An Exact Poly-Time Membership-Queries Algorithm for Extraction a three-Layer ReLU Network
This work addresses model extraction attacks in machine learning by providing efficient algorithms for learning neural networks from queries, representing a significant advance over previous methods.
The authors tackled the problem of learning ReLU networks from queries, presenting polynomial-time algorithms for depth-two networks under mild general position assumptions and for a rich class of depth-three networks, improving upon prior results that required stronger assumptions or had no poly-time solutions for depth three.

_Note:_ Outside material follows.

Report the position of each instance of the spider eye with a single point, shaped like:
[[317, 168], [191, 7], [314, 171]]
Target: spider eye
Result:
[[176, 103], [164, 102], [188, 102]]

We consider the natural problem of learning a ReLU network from queries, which was recently remotivated by model extraction attacks. In this work, we present a polynomial-time algorithm that can learn a depth-two ReLU network from queries under mild general position assumptions. We also present a polynomial-time algorithm that, under mild general position assumptions, can learn a rich class of depth-three ReLU networks from queries. For instance, it can learn most networks where the number of first layer neurons is smaller than the dimension and the number of second layer neurons. These two results substantially improve state-of-the-art: Until our work, polynomial-time algorithms were only shown to learn from queries depth-two networks under the assumption that either the underlying distribution is Gaussian (Chen et al. (2021)) or that the weights matrix rows are linearly independent (Milli et al. (2019)). For depth three or more, there were no known poly-time results.